Affectations hors-barême : Blanquer a annoncé que 10% des affectations actuellement prononcées dans le cadre du barême national le seraient désormais hors-barême sur la base d'une "lettre de mission" et sur recrutement direct par les recteurs et les chefs d'établissement. Avec un absolu cynisme, il indique prendre cette mesure dans l'objectif "d'aérer" et "humaniser" le système des affectations. Le barême garantissait l'égalité de traitement des collègues – vérifiée par les commissions paritaires – pour les demandes d'affectation et de mutation. Il s'agit de substituer à ces garanties le management privé, le recrutement par les chefs d'établissement sur la base de la souplesse d'échine, de la servilité et du carnet d'adresses.
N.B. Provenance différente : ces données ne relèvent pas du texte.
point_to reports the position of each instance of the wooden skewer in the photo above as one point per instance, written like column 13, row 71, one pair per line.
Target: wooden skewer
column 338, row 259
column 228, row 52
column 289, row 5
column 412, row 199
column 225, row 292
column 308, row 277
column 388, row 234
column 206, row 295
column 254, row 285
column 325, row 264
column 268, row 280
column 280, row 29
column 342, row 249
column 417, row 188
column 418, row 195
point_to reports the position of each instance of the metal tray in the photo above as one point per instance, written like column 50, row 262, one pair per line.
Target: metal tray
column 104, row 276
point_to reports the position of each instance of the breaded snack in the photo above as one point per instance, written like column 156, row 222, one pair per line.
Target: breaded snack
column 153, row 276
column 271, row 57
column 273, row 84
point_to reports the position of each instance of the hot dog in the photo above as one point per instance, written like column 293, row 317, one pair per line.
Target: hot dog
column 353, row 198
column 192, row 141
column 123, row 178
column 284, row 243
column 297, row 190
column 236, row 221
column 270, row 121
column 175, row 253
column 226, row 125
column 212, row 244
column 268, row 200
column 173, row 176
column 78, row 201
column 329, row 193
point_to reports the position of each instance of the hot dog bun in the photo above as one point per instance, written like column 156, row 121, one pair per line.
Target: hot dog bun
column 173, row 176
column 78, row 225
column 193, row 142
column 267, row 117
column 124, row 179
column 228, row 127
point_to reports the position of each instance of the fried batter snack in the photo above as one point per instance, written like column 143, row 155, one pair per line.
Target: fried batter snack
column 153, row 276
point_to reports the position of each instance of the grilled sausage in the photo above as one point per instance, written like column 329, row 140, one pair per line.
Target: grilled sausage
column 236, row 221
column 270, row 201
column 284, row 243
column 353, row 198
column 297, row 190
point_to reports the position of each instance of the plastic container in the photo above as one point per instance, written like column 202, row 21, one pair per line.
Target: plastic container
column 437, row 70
Réforme du statut de directeur d'écoles : Le gouvernement Macron-Philippe-Blanquer a décidé de reprendre l'offensive pour transformer les directeurs d'école en personnels d'autorité, pour mettre en place dans les écoles des caporaux des réformes gouvernementales. Ce projet est un objectif historique de la bourgeoisie – depuis celui des "maîtres directeurs" de Monory, il y a plus de 30 ans, qui s'était heurté à la mobilisation massive des instituteurs. Aujourd'hui, le gouvernement s'appuie sur le soutien ouvert de la direction du SE (et évidemment du SGEN), mais aussi sur le fait que la direction du SNUIPP tout en condamnant plus ou moins le projet... en appelle aux parlementaires pour "l'amélioration" du statut de directeur (lesquels parlementaires sont dans leur majorité à la botte du ministre!).
Réforme du recrutement Le gouvernement annonce pour début 2019 une "réforme du recrutement" des enseignants : « Un consensus se dégage progressivement en faveur d'une épreuve d'admissibilité en fin de licence et d'une épreuve d'admission située en M1 ou en M2 », indique le gouvernement (...). L'entourage de la ministre de l'Enseignement supérieur, Frédérique Vidal, indiquait cet hiver qu'il fallait « s'interroger sur l'existence d'un concours ». ( Les Echos 4 Juin 2018)
D'une part le "prérecrutement" s'opérera avant même que l'étudiant soit titulaire de la licence. L'étudiant admissible n'aura pratiquement plus de formation disciplinaire. Il s'agit donc de l'organisation de la déqualification des enseignants. Mais il faut ajouter qu'il deviendra ensuite apprenti stagiaire. Autrement dit, il ne sera plus fonctionnaire stagiaire, accédant, jusqu'à la mise en oeuvre de PPCR, au troisième échelon au terme de l'année de stage, mais "apprenti" avec une "gratification" équivalente à la rémunération – misérable – d'un AED. Par ailleurs, les actuels AED pourront être chargés de tâches d'enseignement, en particulier de remplacement dès Bac+2! Quant à l'apprenti stagiaire, à supposer qu'il devienne ensuite fonctionnaire, son début de carrière sera retardé d'autant, et, à l'échelle de la carrière, il s'agit de la diminution massive du salaire des enseignants. Mais sera-t-il fonctionnaire? Les "interrogations" de Vidal "sur l'existence d'un concours" indiquent le but final : l'admissibilité n'ouvrirait plus sur une admission donnant droit à un poste!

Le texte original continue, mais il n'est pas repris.